Io son fatto così. Più una cosa è vera, con tutto quello che ne segue, più mi piace. E più questa è contradditoria, ingannevole e incoerente, più è vera. La perfezione non esiste ed io me sono già fatto una ragione; pena mi fanno quelli che la rincorrono. La perfezione è per le cose finte e illusorie, per le persone morte che recitano la parte delle vive. Sarà che son fatto così, ma più una persona o una cosa è simile a me, più mi piace. Narcisismo? No, è semplice autodifesa.

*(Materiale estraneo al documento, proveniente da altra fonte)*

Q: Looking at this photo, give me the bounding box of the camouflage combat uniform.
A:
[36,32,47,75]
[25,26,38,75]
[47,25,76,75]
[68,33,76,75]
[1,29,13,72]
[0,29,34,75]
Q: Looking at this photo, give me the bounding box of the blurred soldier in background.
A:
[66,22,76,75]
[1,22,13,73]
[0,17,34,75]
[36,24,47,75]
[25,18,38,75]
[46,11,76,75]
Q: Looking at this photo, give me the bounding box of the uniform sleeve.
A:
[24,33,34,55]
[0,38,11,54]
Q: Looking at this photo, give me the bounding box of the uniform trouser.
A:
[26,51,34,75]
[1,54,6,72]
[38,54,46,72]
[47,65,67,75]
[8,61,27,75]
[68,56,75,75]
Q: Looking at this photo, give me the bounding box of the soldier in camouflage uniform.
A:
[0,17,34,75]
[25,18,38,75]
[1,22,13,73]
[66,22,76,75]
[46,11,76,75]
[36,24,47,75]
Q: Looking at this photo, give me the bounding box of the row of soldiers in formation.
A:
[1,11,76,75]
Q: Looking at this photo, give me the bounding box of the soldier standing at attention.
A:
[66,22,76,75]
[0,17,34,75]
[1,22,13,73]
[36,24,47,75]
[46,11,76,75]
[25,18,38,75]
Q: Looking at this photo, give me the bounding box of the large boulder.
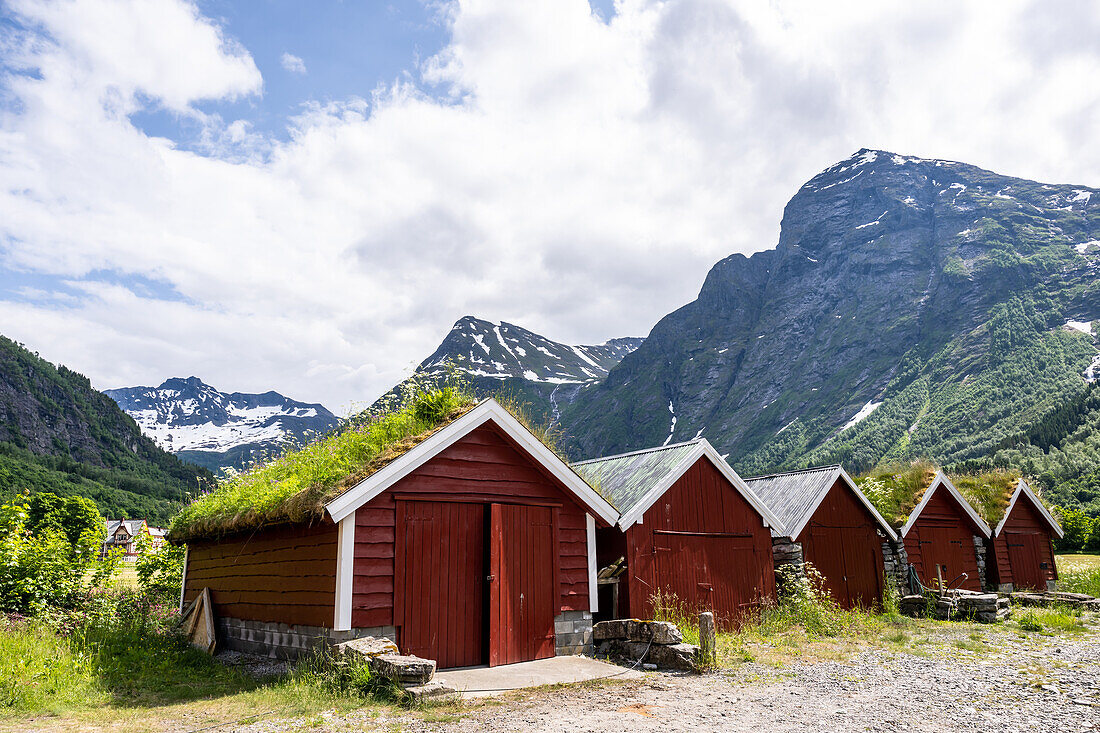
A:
[646,644,699,671]
[371,654,436,686]
[332,636,400,661]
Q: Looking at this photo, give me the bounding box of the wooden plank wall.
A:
[798,479,883,608]
[184,521,337,628]
[352,423,589,627]
[990,496,1058,583]
[626,458,776,619]
[905,489,983,591]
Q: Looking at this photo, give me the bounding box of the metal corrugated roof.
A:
[573,440,700,514]
[745,466,840,532]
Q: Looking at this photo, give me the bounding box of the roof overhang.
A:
[325,398,619,525]
[993,479,1066,539]
[618,438,781,529]
[783,466,898,541]
[900,471,993,539]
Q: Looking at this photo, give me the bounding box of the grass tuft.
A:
[1058,556,1100,598]
[856,459,937,526]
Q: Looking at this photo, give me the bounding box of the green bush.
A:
[0,501,109,614]
[134,535,186,606]
[1054,506,1097,553]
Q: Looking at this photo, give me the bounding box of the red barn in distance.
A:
[183,400,618,668]
[746,466,898,609]
[898,471,992,592]
[987,479,1065,591]
[573,439,778,627]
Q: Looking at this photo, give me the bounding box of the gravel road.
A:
[303,631,1100,733]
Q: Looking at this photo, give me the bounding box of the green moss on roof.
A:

Ed è proprio per questo che mi piacciono i Braid. Musica fieramente adolescenziale che solo lo sfigato che se ne sta all'angolino buio alle feste invece che bere Sex on the Beach può riuscire ad ascoltare. Spigolosa, pulsante e anche infantile. Il critico la bollerebbe come "musica per ragazzini", a me - dicevo - fa stare bene. E' il migliore emo-core dei '90, che non può dare un tono alla gente desiderosa di avercene uno. E' musica stupida e commovente al tempo stesso, ma non potrebbe essere altrimenti.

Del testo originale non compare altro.